I'm trying to run snakemake on AWS using the --tibanna option. I did setup Tibanna following this tutorial, and my workflow runs well locally. However when I try to run it on the cloud, on my bucket 'tibanna-bucket' using the command snakemake --tibanna --default-remote-prefix=tibanna-bucket --use-conda
, I run into the following error:
(snakemake) ernestmordret@MacBook-Pro-de-Ernest workflow % snakemake --tibanna --default-remote-prefix=tibanna-bucket --use-conda --verbose
Building DAG of jobs...
sources=/Users/ernestmordret/Documents/GitHub/Snake-Activen/workflow/Snakefile
precommand=
bucket=tibanna-bucket
subdir=tibanna-bucket
Using shell: /bin/bash
Provided cloud nodes: 1
Job counts:
count jobs
1 all
1 fastp_pe
1 get_fastq_pe
1 kallisto_index
1 kallisto_quant
5
Resources before job selection: {'_cores': 9223372036854775807, '_nodes': 1}
Ready jobs (2):
kallisto_index
get_fastq_pe
Select jobs to execute...
Welcome to the CBC MILP Solver
Version: 2.10.5
Build Date: Oct 15 2020
command line - cbc /var/folders/xx/_135vjcd77l445nv441n8fw40000gn/T/89fbeeb095784985afbe9f4369722b4e-pulp.mps max ratio None allow None threads None presolve on strong None gomory on knapsack on probing on branch printingOptions all solution /var/folders/xx/_135vjcd77l445nv441n8fw40000gn/T/89fbeeb095784985afbe9f4369722b4e-pulp.sol (default strategy 1)
At line 2 NAME MODEL
At line 3 ROWS
At line 7 COLUMNS
At line 18 RHS
At line 21 BOUNDS
At line 24 ENDATA
Problem MODEL has 2 rows, 2 columns and 4 elements
Coin0008I MODEL read with 0 errors
String of None is illegal for double parameter ratioGap value remains 0
String of None is illegal for double parameter allowableGap value remains 0
String of None is illegal for integer parameter threads value remains 0
String of None is illegal for integer parameter strongBranching value remains 5
Option for gomoryCuts changed from ifmove to on
Option for knapsackCuts changed from ifmove to on
Continuous objective value is 12 - 0.00 seconds
Cgl0004I processed model has 0 rows, 0 columns (0 integer (0 of which binary)) and 0 elements
Cbc3007W No integer variables - nothing to do
Cuts at root node changed objective from -12 to -1.79769e+308
Probing was tried 0 times and created 0 cuts of which 0 were active after adding rounds of cuts (0.000 seconds)

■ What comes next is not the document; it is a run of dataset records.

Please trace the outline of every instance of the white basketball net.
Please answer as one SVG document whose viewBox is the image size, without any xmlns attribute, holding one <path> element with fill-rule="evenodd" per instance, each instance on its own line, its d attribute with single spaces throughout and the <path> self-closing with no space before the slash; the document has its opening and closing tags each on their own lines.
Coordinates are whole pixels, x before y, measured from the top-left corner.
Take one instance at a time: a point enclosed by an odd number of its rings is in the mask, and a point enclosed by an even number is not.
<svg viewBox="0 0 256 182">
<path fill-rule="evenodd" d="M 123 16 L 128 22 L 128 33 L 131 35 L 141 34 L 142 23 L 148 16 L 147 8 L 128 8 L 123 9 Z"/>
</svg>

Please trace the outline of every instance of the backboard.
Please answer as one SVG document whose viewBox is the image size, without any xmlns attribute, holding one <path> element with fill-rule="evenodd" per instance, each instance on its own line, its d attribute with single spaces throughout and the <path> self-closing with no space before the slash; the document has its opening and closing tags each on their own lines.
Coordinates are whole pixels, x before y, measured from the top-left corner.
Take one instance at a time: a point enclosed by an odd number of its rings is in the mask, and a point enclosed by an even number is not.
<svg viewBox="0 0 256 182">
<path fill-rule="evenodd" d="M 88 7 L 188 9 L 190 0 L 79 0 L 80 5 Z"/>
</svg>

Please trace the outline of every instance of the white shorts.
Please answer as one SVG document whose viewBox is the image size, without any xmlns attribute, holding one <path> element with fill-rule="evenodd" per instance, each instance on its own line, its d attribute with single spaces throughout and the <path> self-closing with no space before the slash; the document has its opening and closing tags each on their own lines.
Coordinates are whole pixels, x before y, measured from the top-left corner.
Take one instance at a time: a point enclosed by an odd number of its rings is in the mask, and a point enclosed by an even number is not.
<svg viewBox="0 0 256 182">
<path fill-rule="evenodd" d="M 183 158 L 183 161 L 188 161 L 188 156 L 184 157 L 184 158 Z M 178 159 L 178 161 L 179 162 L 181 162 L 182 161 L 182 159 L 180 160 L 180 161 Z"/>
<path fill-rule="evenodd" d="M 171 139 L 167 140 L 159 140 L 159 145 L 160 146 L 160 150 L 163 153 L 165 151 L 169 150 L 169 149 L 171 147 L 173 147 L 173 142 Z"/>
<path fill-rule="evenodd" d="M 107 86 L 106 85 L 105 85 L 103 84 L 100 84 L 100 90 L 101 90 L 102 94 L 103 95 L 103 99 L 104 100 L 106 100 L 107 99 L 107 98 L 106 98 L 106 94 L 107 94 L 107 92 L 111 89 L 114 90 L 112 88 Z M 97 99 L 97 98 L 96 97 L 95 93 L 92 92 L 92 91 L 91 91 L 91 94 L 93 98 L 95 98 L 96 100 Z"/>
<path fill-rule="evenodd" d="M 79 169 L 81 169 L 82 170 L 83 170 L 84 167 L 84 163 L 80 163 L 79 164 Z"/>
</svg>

Gomory was tried 0 times and created 0 cuts of which 0 were active after adding rounds of cuts (0.000 seconds)
Knapsack was tried 0 times and created 0 cuts of which 0 were active after adding rounds of cuts (0.000 seconds)
Clique was tried 0 times and created 0 cuts of which 0 were active after adding rounds of cuts (0.000 seconds)
MixedIntegerRounding2 was tried 0 times and created 0 cuts of which 0 were active after adding rounds of cuts (0.000 seconds)
FlowCover was tried 0 times and created 0 cuts of which 0 were active after adding rounds of cuts (0.000 seconds)
TwoMirCuts was tried 0 times and created 0 cuts of which 0 were active after adding rounds of cuts (0.000 seconds)
ZeroHalf was tried 0 times and created 0 cuts of which 0 were active after adding rounds of cuts (0.000 seconds)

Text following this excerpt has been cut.